The workers, up to 25 at times, come out to the work site twice, according to Habitat Construction Manager Zack Gath.
“It’s like a busy anthill,” Norvold laughed.
On its first visit, the group does all of the wiring. Later in the construction process, the group returns to install all of the switches and fixtures.
“We get started by 8 a.m., and it’s not uncommon to be done by 10:30 a.m.,” Anderson said. “We honestly probably have more guys than what is really needed, but it helps get it done.”
Gath figures that, with that many workers on site, pay would equate to roughly $2,000 an hour.
“To have that many guys come out and volunteer their time, it’s huge,” he said. “It’s a huge help.”
That help is greatly appreciated. Not only does it save money, but with that many bodies, it saves time, too. According to Gath, a regular contractor would need two to three days to get it done.
“They come out and it’s boom, boom, boom,” Gath said.

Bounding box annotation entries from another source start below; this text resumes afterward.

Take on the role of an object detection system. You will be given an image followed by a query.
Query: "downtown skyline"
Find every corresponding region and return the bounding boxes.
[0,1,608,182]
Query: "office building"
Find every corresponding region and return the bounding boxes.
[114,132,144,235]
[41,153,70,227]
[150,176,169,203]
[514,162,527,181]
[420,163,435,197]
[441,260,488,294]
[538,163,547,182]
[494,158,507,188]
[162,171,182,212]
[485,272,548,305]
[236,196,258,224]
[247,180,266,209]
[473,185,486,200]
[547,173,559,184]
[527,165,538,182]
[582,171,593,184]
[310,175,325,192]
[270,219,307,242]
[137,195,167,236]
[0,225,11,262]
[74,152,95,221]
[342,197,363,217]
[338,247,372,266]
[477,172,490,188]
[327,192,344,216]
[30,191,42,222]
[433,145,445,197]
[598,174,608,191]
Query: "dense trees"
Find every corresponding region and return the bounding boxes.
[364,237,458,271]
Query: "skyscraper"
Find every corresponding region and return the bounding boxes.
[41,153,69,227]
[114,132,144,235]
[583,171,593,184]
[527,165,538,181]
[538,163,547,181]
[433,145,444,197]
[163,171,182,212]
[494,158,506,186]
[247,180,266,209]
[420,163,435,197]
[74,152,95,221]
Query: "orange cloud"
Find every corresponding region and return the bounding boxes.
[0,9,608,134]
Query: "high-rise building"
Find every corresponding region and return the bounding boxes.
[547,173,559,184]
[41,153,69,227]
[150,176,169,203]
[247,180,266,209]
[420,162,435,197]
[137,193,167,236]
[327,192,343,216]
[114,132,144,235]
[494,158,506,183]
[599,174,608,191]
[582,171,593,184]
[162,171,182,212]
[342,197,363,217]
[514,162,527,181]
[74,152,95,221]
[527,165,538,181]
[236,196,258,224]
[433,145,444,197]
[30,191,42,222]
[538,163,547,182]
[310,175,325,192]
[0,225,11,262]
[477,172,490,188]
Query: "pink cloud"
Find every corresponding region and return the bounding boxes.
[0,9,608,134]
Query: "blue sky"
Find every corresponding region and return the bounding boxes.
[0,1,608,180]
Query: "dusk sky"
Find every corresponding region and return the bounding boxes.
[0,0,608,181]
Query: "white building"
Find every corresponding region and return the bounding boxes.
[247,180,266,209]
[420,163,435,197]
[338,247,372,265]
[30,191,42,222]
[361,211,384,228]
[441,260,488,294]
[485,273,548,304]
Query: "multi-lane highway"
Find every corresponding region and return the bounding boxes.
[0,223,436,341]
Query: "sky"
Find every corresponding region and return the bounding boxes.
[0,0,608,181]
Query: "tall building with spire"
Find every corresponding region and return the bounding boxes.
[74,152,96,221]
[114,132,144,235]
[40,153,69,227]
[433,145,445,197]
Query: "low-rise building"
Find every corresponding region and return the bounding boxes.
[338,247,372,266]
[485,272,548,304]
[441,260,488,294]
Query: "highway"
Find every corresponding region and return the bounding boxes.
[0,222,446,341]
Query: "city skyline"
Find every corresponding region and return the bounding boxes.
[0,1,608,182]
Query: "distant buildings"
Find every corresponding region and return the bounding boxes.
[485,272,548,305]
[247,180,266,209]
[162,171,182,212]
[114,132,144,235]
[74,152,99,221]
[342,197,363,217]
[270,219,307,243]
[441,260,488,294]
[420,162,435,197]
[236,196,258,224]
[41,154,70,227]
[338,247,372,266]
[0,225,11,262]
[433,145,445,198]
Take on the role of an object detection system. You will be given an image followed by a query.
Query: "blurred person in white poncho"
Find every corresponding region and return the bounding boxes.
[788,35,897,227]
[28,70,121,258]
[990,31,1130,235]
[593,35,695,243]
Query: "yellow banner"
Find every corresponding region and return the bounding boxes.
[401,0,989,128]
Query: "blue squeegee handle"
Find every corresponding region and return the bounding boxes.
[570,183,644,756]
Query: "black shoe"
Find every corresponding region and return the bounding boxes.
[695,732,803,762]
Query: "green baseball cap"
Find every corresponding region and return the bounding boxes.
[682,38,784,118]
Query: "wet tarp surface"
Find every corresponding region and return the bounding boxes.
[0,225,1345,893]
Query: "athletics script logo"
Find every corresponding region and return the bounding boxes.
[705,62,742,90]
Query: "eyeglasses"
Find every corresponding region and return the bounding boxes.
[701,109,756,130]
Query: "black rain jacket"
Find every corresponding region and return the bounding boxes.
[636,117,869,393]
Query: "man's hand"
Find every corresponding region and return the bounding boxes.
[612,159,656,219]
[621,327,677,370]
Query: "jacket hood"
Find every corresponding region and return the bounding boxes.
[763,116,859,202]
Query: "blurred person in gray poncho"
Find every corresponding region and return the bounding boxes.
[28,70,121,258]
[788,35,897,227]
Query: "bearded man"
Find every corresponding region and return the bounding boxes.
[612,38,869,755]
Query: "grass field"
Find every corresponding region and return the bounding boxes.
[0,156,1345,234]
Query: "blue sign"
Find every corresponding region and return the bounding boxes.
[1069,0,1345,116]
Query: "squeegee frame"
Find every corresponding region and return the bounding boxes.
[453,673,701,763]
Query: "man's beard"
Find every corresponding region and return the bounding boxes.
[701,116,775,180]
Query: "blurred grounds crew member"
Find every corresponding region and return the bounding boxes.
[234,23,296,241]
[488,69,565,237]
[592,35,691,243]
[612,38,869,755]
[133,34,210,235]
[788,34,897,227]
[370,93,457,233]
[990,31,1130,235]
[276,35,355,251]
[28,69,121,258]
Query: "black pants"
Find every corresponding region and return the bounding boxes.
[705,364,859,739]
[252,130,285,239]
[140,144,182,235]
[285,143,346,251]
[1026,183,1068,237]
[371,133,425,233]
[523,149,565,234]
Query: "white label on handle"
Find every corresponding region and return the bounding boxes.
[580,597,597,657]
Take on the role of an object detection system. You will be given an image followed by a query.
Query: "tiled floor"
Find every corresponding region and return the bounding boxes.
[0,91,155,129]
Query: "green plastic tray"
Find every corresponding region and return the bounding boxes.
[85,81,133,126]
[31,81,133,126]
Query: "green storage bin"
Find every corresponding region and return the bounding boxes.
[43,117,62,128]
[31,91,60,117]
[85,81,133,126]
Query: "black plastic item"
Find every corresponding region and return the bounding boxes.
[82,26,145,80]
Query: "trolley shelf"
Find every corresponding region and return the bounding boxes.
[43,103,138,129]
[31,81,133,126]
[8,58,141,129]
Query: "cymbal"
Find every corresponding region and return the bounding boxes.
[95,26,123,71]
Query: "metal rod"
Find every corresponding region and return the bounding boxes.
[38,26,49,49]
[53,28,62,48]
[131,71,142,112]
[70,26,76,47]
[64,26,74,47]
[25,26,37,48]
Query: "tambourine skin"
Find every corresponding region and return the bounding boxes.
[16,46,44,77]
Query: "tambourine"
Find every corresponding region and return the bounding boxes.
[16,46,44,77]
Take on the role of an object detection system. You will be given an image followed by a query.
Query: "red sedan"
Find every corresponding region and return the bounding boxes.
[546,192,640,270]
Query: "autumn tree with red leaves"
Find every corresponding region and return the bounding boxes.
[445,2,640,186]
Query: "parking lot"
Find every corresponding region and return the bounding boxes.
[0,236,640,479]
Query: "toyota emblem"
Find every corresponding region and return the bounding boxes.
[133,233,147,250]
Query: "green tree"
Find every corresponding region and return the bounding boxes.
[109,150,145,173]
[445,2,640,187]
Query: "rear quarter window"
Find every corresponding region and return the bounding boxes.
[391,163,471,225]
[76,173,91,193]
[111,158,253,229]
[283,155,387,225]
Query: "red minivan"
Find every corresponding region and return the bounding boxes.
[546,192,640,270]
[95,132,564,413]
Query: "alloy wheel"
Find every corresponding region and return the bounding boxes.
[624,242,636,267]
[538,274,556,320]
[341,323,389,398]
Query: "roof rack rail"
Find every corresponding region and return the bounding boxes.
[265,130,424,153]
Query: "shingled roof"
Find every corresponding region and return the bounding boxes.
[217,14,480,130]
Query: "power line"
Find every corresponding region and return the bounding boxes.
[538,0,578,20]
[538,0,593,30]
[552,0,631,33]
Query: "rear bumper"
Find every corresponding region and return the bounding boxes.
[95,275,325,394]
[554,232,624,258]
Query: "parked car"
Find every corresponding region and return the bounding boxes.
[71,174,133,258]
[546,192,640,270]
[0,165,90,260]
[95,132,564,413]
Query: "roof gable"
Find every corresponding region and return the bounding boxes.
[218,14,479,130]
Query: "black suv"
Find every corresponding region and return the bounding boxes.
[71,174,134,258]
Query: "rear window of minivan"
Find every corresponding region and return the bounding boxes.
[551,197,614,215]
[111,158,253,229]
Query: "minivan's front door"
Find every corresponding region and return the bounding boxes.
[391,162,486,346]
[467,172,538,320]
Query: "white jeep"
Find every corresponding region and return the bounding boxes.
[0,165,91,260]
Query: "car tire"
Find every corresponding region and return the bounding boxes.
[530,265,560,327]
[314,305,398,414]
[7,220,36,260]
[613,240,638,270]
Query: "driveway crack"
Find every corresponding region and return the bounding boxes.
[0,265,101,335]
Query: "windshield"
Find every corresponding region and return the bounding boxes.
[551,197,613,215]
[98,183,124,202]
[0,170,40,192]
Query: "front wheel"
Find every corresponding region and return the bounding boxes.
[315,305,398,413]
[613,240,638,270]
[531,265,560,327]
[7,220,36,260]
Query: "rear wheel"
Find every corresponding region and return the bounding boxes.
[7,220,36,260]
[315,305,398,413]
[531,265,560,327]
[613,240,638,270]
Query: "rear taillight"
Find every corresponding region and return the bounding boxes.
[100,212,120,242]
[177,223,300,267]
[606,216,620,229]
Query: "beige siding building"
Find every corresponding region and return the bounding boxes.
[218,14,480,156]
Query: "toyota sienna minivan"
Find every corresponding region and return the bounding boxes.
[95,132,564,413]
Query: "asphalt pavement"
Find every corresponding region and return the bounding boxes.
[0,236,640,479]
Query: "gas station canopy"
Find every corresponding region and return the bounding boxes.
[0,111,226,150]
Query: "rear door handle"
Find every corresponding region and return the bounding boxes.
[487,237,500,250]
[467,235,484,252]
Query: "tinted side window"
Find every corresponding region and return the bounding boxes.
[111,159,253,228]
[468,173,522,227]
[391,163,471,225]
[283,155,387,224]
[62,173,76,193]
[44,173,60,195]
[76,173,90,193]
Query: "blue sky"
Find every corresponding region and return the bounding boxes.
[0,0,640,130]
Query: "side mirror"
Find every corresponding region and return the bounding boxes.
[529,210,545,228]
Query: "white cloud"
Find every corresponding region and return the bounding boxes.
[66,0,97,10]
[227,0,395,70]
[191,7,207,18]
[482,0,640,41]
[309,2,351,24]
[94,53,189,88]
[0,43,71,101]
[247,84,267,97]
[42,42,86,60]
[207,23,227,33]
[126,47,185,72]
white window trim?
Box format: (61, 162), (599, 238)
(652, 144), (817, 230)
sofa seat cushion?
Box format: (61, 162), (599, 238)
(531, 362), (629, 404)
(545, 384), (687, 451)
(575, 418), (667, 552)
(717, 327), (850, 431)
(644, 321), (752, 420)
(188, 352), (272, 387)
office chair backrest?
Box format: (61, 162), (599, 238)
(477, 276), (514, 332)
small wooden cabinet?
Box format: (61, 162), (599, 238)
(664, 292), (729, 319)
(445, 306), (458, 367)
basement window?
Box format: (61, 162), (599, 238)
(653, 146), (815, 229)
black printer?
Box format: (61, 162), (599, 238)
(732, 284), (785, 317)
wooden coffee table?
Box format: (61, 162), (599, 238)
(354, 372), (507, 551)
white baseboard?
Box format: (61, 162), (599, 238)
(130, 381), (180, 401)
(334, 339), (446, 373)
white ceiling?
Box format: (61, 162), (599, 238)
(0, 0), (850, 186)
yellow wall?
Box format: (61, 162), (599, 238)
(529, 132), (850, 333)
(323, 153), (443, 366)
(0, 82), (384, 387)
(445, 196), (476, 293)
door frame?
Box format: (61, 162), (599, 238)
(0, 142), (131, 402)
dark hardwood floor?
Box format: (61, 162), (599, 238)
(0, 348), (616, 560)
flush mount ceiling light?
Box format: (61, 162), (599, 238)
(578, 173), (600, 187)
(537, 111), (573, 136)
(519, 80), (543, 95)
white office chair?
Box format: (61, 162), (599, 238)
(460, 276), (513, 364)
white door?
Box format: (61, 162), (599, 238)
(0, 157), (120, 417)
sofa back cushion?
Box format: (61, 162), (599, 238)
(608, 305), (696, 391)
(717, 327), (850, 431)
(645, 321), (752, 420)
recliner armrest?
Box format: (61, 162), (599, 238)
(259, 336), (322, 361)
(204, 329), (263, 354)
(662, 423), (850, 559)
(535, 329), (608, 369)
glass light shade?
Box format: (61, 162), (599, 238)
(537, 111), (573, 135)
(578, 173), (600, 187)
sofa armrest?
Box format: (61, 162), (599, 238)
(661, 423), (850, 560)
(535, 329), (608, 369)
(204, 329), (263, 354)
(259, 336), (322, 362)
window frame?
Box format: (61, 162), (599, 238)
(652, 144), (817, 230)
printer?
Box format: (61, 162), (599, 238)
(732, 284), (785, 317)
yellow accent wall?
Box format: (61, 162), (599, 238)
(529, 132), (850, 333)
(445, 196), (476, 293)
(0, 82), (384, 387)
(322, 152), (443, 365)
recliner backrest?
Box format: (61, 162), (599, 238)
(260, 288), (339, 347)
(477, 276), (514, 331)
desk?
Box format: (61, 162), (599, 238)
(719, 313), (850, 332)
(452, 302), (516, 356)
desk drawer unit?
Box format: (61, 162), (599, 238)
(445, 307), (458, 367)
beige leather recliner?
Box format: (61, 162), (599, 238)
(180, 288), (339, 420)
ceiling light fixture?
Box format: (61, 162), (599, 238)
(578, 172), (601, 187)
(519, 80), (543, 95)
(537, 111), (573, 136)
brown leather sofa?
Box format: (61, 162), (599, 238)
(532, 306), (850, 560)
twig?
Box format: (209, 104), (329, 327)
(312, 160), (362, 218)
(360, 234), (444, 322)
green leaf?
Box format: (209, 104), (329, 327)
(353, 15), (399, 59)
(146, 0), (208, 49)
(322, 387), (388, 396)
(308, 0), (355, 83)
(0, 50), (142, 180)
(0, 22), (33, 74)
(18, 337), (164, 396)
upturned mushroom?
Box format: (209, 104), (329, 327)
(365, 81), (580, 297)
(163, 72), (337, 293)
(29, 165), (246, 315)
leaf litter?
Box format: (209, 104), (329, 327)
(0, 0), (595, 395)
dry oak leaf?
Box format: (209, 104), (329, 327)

Receiving the donation of time isn’t something unfamiliar to Habitat, since it has roughly 30 to 40 in-kind donors, Norvold said. However, IBEW has been the longest consecutive donor. And according to Gath, who has only been with Habitat for six months, the only word that came to mind when he saw the workers arrive on the job site for the first time was “awesome.”
“It’s not very often you see that many skilled people come together on a weekend to donate,” he said.
“We’re just so thankful for IBEW and all of their personalities,” Norvold added. “They make it a fun day.”
Much like Habitat is a community organization, IBEW is focused on the community, too, as a whole and for its union members.
“They will do little raffles for the guys and bring steaks out,” Gath said. “They make it a community thing.”
But for Anderson and the rest of the workers, they’re just happy to help.
“We’re all lucky enough to have comfortable jobs, and we want to share the wealth,” he said. “We’re all in it together.”
And with their help, Habitat has continued to be able to provide homes for people in need.
“If we could get everyone to do what they do, Habitat would explode, and we could help so many more families,” Gath said. “They’re the spitting image of what we would love from every contractor.”